A new criminal justice bill was unveiled in the House of Representatives on Thursday, the latest sign of momentum for a bipartisan cause that backers hope will produce reforms by the end of the year.
The agreement is the latest effort to overhaul draconian sentencing laws that have sent the U.S. prison population skyrocketing in recent decades. The package comes on the heels of bipartisan legislation introduced last week by a wide-ranging and influential group of senators, which was hailed by advocates as the most criminal-justice reform proposal in a generation.
The new House bill, crafted by House Judiciary Committee chairman Bob Goodlatte (R-Va.), his Democratic counterpart John Conyers and others, focuses on sentencing reforms and serves as a companion to the Senate proposal. It would reduce mandatory minimums for some low-level drug offenders, slash the punishment for so-called “three strikes” offenders from life imprisonment to 25 years, retroactively apply new sentencing reforms to eligible prisoners, and give judges discretion to offer more lenient sentences than the specified minimums in some cases.
The package bears the stamp of Goodlatte’s influence.

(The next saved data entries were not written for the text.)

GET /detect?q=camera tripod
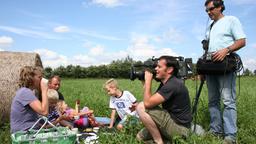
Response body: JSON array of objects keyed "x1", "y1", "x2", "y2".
[{"x1": 191, "y1": 79, "x2": 205, "y2": 132}]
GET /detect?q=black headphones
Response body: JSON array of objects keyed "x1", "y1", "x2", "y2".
[{"x1": 212, "y1": 0, "x2": 225, "y2": 12}]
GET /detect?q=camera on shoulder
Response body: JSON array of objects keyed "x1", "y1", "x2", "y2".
[
  {"x1": 130, "y1": 57, "x2": 158, "y2": 81},
  {"x1": 130, "y1": 56, "x2": 193, "y2": 81}
]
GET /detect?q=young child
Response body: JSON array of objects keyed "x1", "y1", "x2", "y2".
[
  {"x1": 57, "y1": 100, "x2": 102, "y2": 128},
  {"x1": 47, "y1": 89, "x2": 73, "y2": 129},
  {"x1": 104, "y1": 78, "x2": 138, "y2": 130}
]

Speaking at the Capitol Thursday morning, the law-and-order conservative stressed that the reforms would also impose tougher mandatory minimum sentences in some cases, including for criminals convicted of trafficking in Fentanyl—a synthetic opiate blamed for a spate of recent deaths in the U.S. and Canada—as well as for drug offenders with a record of committing violent felonies or firearms offenses.
“We want to make sure our federal laws and regulations effectively and appropriately punish wrongdoers, protect individual freedom, safeguard civil liberties, work as efficiently and fairly as possible, do not impede state efforts, and do not waste taxpayer dollars,” Goodlatte said. The judiciary chair also promised more legislation is coming. For months, a working group within the committee has been studying a wide range of criminal-justice issues, from over-criminalization to civil-asset forfeiture to the way the justice system ushers prisoners back into society after their release.
To reform advocates, the new package isn’t perfect. But even groups which criticized the enhanced mandatory minimums said that Goodlatte’s role in crafting the legislation was a sign of the issue’s broad bipartisan support.
“Chairman Goodlatte was one of the last defenders of our counterproductive mandatory sentencing laws, so we’re glad to see him take this positive step toward reform,” said Molly Gill, government reform counsel at Families Against Mandatory Minimums.
The similarities between the House and Senate proposal was also cause for cheers among advocates. With a narrow time frame to turn legislation into laws, the prospect of the two chambers ping-ponging proposals back and forth could choke the momentum.
“It has to happen this year,” says Holly Harris, the executive director of the U.S. Justice Action Network. “It’s good news that these bills are similar. There appears to be agreement in both chambers what these bills should look like.”
The crowded legislative calendar, which includes House GOP leadership elections and likely fights over extending government funding and hiking the debt limit, could prove a challenge to that timeline. But the sight of significant bipartisan proposals—each co-authored by conservatives who had long been obstacles to reform—emerging from both houses of Congress in the space of a week was cause for celebration for justice-reform activists.
“We are more optimistic than ever,” said Michael Collins, policy manager for the Drug Policy Alliance, “that a bill will land on the President’s desk.”